Learning How to Dynamically Route Autonomous Vehicles on Shared Roads
Daniel A. Lazar, Erdem Bıyık, Dorsa Sadigh, Ramtin Pedarsani
TL;DR
The paper tackles congestion in mixed-autonomy traffic by learning how to route autonomous vehicles to indirectly steer human drivers toward more efficient equilibria. It combines a CTM-based road model with autonomy-dependent capacity, Hedge dynamics for human routing, and a PPO-powered autonomous-routing policy, analyzed through both equilibrium theory and extensive simulations. Theoretical results characterize path and network equilibria in parallel-network settings and show a polynomial-time method to compute the best equilibrium under restricted assumptions. Empirically, the RL policy stabilizes queues, approaches the best equilibria under disturbances, and outperforms MPC and greedy baselines across network scales, suggesting practical potential for congestion mitigation via dynamic autonomous routing.
Abstract
Road congestion induces significant costs across the world, and road network disturbances, such as traffic accidents, can cause highly congested traffic patterns.
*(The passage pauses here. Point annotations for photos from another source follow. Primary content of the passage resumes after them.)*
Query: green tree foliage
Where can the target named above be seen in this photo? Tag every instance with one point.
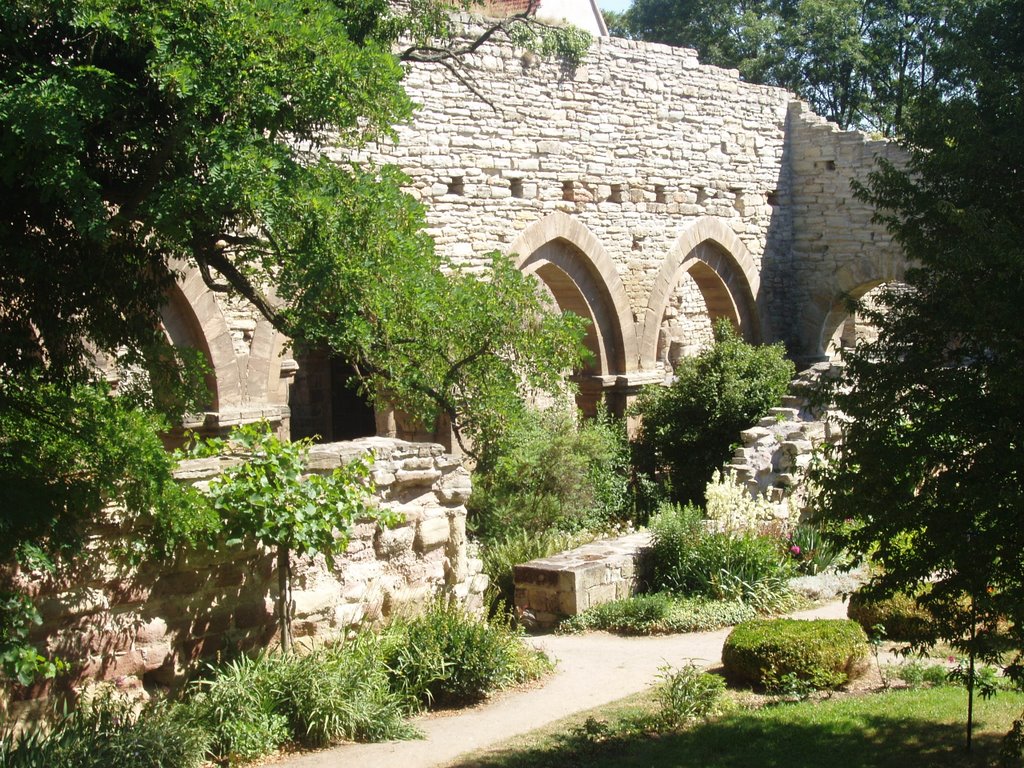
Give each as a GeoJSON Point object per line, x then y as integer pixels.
{"type": "Point", "coordinates": [932, 461]}
{"type": "Point", "coordinates": [139, 138]}
{"type": "Point", "coordinates": [687, 430]}
{"type": "Point", "coordinates": [552, 472]}
{"type": "Point", "coordinates": [270, 498]}
{"type": "Point", "coordinates": [858, 64]}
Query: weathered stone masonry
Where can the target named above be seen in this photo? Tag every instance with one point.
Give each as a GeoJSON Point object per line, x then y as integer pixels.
{"type": "Point", "coordinates": [646, 192]}
{"type": "Point", "coordinates": [152, 625]}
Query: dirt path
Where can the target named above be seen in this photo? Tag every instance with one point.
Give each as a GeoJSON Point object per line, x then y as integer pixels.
{"type": "Point", "coordinates": [592, 670]}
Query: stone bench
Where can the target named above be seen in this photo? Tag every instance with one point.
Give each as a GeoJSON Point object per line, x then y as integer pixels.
{"type": "Point", "coordinates": [551, 588]}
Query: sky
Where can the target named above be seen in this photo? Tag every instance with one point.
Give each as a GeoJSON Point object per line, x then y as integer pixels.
{"type": "Point", "coordinates": [616, 5]}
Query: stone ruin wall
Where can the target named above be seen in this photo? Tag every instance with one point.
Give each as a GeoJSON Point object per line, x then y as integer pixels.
{"type": "Point", "coordinates": [638, 144]}
{"type": "Point", "coordinates": [641, 145]}
{"type": "Point", "coordinates": [773, 456]}
{"type": "Point", "coordinates": [151, 626]}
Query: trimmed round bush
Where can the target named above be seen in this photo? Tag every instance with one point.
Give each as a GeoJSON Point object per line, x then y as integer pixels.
{"type": "Point", "coordinates": [902, 619]}
{"type": "Point", "coordinates": [774, 652]}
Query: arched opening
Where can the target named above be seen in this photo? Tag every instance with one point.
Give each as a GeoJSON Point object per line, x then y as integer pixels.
{"type": "Point", "coordinates": [844, 329]}
{"type": "Point", "coordinates": [707, 275]}
{"type": "Point", "coordinates": [182, 329]}
{"type": "Point", "coordinates": [324, 402]}
{"type": "Point", "coordinates": [574, 285]}
{"type": "Point", "coordinates": [705, 288]}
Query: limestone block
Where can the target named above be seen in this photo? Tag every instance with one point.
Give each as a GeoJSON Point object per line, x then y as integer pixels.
{"type": "Point", "coordinates": [416, 478]}
{"type": "Point", "coordinates": [432, 532]}
{"type": "Point", "coordinates": [456, 486]}
{"type": "Point", "coordinates": [395, 543]}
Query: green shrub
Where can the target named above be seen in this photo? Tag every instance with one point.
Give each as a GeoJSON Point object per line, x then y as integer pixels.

If a planner had control over the routing of all vehicles in the network, they could easily reverse this effect. In a more realistic scenario, we consider a planner that controls autonomous cars, which are a fraction of all present cars. We study a dynamic routing game, in which the route choices of autonomous cars can be controlled and the human drivers react selfishly and dynamically. As the problem is prohibitively large, we use deep reinforcement learning to learn a policy for controlling the autonomous vehicles. This policy indirectly influences human drivers to route themselves in such a way that minimizes congestion on the network. To gauge the effectiveness of our learned policies, we establish theoretical results characterizing equilibria and empirically compare the learned policy results with best possible equilibria. We prove properties of equilibria on parallel roads and provide a polynomial-time optimization for computing the most efficient equilibrium. Moreover, we show that in the absence of these policies, high demand and network perturbations would result in large congestion, whereas using the policy greatly decreases the travel times by minimizing the congestion. To the best of our knowledge, this is the first work that employs deep reinforcement learning to reduce congestion by indirectly influencing humans' routing decisions in mixed-autonomy traffic.